Quello che resta, invece, è la paura: «Un uomo dopo un infarto si sente finito, e spesso teme di averne un altro, perché in effetti il rischio è più alto rispetto a chi non ne ha mai avuti. Per questo l’azione dell’associazione diventa ancora più importante, perché aiuta nella prevenzione secondaria, a mettere un po’ di ordine nella routine quotidiana, a seguire semplici regole di stile di vita e di comportamento. A tenere sotto controllo, per esempio, colesterolo, peso e pressione, un’attenzione che tutti in fondo dovremmo avere».

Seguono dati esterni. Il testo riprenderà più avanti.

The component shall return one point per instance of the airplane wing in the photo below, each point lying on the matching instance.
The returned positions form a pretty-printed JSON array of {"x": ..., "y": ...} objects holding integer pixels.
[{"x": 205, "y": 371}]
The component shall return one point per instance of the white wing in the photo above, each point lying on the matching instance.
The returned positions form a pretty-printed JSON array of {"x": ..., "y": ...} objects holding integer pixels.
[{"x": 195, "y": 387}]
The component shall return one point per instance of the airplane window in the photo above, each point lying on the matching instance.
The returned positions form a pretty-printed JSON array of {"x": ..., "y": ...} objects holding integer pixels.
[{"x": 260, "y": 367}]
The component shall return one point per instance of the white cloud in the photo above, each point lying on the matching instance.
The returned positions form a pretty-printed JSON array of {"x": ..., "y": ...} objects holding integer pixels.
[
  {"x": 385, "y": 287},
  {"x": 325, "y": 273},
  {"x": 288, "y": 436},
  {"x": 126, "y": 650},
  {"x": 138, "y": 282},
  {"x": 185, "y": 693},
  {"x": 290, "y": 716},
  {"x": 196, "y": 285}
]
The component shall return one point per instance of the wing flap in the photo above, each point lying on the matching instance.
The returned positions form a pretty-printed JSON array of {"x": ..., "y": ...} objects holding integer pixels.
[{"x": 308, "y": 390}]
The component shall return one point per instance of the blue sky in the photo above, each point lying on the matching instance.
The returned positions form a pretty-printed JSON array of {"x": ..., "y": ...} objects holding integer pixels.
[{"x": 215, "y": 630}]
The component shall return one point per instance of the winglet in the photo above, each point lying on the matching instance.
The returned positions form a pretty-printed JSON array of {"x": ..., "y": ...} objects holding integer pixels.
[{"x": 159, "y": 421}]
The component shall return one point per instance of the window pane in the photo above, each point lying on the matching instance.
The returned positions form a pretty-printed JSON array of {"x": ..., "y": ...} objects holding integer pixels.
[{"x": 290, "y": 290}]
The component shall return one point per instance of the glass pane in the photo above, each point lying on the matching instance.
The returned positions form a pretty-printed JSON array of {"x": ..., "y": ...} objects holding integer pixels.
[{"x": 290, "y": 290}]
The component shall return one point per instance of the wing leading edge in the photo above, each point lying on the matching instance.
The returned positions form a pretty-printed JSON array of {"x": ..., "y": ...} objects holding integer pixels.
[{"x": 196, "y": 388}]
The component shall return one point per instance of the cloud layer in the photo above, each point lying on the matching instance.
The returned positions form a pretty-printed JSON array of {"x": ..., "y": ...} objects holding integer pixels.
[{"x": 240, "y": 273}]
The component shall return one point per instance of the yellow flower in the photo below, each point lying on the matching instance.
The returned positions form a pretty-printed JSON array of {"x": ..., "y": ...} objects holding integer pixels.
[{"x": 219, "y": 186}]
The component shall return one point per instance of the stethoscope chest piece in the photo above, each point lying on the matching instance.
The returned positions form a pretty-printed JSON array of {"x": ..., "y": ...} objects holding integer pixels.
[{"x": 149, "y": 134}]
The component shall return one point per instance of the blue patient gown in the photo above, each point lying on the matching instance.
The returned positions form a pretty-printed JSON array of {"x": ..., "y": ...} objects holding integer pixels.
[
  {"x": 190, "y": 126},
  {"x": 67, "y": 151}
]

Spesso i familiari per prudenza limitano la vita degli infartuati. «Li spingono a evitare l’esercizio di sport ritenuti troppo impegnativi – sottolinea il dottor Casari –, noi invece, con le attività e i corsi di Cuore e Batticuore, li aiutiamo a fare tutto: sci di fondo, bicicletta, escursionismo. Ad affiancarli sono persone come loro, che hanno avuto malattie di cuore e infarti, ma stanno abbastanza bene da potersi impegnare in tutte queste attività». La fiducia e la speranza si trasmettono per osmosi: «Vediamo che le persone riacquistano coraggio, ricominciano a credere nelle proprie possibilità e a mettere entusiasmo ed energia nelle loro vite, così è capitato anche a me. Il dottor Mazzoleni e io continuiamo con passione l’attività educativa nelle scuole superiori, dove spesso raccontiamo la mia storia agli studenti di quarta: quest’anno ne abbiamo incontrati 4.500. I ragazzi fanno tante domande, vogliono sapere come riconoscere i sintomi, così noi teniamo spesso piccole lezioni di cardiologia e di prevenzione, chiarendo anche come si possono evitare questi episodi».

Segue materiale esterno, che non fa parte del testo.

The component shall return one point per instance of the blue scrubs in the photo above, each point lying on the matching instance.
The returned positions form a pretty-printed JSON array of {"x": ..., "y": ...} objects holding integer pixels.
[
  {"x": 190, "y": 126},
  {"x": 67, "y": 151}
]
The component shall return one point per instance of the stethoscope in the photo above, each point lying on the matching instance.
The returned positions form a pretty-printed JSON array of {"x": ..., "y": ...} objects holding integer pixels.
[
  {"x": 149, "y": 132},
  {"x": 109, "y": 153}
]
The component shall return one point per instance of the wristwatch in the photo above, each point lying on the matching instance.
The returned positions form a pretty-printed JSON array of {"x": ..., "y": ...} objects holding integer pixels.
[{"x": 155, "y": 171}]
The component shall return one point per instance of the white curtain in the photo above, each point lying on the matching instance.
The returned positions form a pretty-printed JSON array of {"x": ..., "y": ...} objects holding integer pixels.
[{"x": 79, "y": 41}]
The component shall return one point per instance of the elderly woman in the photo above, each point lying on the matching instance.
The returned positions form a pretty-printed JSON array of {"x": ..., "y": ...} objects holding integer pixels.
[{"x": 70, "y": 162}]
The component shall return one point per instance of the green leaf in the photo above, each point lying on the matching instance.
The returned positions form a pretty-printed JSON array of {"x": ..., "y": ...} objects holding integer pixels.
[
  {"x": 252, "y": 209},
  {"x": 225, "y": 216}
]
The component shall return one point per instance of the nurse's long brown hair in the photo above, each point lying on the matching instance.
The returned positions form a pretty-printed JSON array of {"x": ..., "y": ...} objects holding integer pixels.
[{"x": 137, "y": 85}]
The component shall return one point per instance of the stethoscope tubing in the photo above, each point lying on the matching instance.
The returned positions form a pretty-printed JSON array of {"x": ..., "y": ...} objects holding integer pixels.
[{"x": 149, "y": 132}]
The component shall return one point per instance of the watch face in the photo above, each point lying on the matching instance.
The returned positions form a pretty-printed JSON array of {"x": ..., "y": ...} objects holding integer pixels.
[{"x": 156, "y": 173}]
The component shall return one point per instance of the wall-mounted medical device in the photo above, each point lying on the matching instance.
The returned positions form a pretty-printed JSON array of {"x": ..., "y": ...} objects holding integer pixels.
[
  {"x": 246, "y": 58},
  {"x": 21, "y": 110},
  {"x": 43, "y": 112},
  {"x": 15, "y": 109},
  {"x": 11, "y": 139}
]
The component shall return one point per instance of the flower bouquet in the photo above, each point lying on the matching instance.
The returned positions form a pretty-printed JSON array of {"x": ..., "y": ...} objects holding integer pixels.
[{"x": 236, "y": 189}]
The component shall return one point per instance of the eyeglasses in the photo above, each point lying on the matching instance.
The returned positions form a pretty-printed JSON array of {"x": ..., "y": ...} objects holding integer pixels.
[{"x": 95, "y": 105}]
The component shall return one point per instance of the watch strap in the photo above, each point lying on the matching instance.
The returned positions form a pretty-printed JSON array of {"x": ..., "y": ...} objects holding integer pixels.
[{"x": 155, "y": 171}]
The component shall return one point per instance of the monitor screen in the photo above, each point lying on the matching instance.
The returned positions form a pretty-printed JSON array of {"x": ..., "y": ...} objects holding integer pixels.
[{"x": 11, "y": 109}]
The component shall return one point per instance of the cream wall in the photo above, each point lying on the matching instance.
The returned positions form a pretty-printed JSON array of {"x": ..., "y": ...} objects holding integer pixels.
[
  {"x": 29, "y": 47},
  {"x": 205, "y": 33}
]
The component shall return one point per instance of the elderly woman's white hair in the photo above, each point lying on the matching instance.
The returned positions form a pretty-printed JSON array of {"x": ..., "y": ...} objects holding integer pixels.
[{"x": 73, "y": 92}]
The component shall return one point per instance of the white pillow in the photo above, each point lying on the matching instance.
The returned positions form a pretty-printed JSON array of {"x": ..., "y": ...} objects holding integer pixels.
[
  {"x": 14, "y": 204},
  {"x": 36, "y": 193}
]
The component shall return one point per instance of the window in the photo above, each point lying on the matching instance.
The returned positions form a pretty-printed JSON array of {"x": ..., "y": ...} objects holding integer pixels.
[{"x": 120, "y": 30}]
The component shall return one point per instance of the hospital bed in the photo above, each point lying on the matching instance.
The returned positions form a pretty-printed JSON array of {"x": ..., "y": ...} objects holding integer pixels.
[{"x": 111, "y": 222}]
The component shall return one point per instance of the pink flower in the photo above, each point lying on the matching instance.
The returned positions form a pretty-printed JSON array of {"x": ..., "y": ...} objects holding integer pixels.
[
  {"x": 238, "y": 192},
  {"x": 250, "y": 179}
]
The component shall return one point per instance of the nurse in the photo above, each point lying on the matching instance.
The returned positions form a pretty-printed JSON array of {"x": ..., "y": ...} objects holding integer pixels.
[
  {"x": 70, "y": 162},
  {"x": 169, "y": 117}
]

Anche Angelo Casari ha imparato a sconfiggere la paura: «So bene che non serve, anzi tiene prigionieri e rovina la vita. Pochi giorni dopo l’infarto - nonostante la sorpresa e lo sgomento degli amici e di alcuni colleghi - sono partito per un viaggio a Parigi con mia moglie, che avevamo prenotato tempo prima. Non mi sono preoccupato del mio cuore: tanto era guarito. Il sostegno dell’associazione Cuore e Batticuore è sempre prezioso: chiacchieriamo, ci scambiamo esperienze, sensazioni, emozioni, ci aiutiamo a vicenda a prendere le medicine, a sentirci meno penalizzati, inventiamo insieme modi creativi per reagire».